The Role of B Cells and Antibodies in Multiple Sclerosis, Neuromyelitis Optica, and Related Disorders

Abstract

Our pathophysiological concept of the most common central nervous system demyelinating disease, multiple sclerosis, strikingly evolved by recent discoveries suggesting that B lymphocytes substantially contribute in its initiation and chronic propagation. In this regard, activated B cells are nowadays considered to act as important antigen-presenting cells for the activation of T cells and as essential source of pro-inflammatory cytokines. Hereby, they create a milieu in which other immune cells differentiate and join an orchestrated inflammatory infiltration of the CNS. Without a doubt, this scientific leap was critically pioneered by the empirical use of anti-CD20 antibodies in recent clinical MS trials, which revealed that the therapeutic removal of immature and mature B cells basically halted development of new inflammatory flares in otherwise relapsing MS patients. This stabilization occurred largely independent of any indirect effect on plasma cell-produced antibody levels. On the contrary, peripherally produced autoantibodies are probably the most important B cell component in two other CNS demyelinating diseases which are currently in the process of being delineated as separate disease entities. The first one is neuromyelitis optica in which an antibody response against aquaporin-4 targets and destroys astrocytes, the second, likely distinct entity embraces a group of patients containing antibodies against myelin oligodendrocyte glycoprotein. In this review, we will describe and summarize pro-inflammatory B cell properties in these three CNS demyelinating disorders; we will however also provide an overview on the emerging concept that B cells or B cell subsets may exert immunologically counterbalancing properties, which may be therapeutically desirable to maintain and foster in inflammatory CNS demyelination. In an outlook, we will discuss accordingly, how this potentially important aspect can be harnessed to advance future B cell-directed therapeutic approaches in multiple sclerosis and related diseases.

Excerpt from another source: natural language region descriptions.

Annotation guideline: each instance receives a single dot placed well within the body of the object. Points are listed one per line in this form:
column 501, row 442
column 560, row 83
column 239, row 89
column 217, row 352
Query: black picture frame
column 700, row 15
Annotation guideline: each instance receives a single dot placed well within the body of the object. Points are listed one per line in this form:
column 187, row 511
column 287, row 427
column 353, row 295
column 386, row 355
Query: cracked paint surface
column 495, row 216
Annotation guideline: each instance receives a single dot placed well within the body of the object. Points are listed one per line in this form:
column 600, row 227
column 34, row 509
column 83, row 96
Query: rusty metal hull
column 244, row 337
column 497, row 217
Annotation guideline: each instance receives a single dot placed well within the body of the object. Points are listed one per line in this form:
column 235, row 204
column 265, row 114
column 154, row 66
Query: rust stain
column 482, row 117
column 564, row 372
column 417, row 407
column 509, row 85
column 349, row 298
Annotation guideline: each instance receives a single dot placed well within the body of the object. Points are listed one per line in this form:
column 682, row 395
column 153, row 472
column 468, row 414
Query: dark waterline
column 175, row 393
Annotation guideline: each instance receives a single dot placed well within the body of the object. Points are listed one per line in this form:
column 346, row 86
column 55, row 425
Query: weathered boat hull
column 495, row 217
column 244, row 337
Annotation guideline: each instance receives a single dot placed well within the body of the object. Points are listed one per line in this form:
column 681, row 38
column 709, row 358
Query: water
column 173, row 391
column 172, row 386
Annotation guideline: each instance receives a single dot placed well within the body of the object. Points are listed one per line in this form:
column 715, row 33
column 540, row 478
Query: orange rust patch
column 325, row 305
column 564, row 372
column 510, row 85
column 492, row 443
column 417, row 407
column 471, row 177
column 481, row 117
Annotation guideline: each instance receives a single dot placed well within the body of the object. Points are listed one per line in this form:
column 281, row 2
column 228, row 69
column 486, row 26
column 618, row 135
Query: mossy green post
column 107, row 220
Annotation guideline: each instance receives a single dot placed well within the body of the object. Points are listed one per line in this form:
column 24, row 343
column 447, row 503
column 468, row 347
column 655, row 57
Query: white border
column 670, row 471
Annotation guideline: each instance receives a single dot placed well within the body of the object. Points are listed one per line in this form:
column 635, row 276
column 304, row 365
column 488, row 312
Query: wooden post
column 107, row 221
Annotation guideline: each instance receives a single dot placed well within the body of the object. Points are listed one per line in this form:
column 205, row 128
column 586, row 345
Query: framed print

Keywords: B cells; anti-CD20 therapy; antigen-presenting cell; central nervous system; cytokine secretion; multiple sclerosis; neuromyelitis optica-spectrum disorders; regulatory B cells.

Figure 1

B cells, T cells, and myeloid cells shape each other's immune response via direct interaction and/or secretion of cytokines. (A) B cells encounter protein antigens specifically via their B cell receptor and present linearized peptides bound to the major histocompatibility complex (MHC) class II to T cells. Thereby, they act as efficient antigen-presenting cells and control the differentiation of T cells by the density of co-stimulatory molecules on their cell surface and the cytokine milieu they provide. In turn, this interaction fosters (B) the differentiation of B cells into antibody-producing plasma cells and memory B cells. B and plasma cells secrete pro- and anti-inflammatory cytokines, which affect the expression of co-stimulatory molecules and the production of chemokines/cytokines by myeloid antigen-presenting cells. Vice versa, myeloid cells have an impact on B cell activity through the secretion of distinct cytokines and chemokines. (C) Myeloid antigen-presenting cells, such as monocytes, macrophages, and dendritic cells internalize antigen randomly or opsonized antigen specifically via Fcγ receptors, process them, and present the linearized peptides via MHC class II to T cells. They are able to induce both pro- and anti-inflammatory T cells, controlled by the expression density of co-stimulatory molecules on myeloid APC and their distinct secretion of cytokines.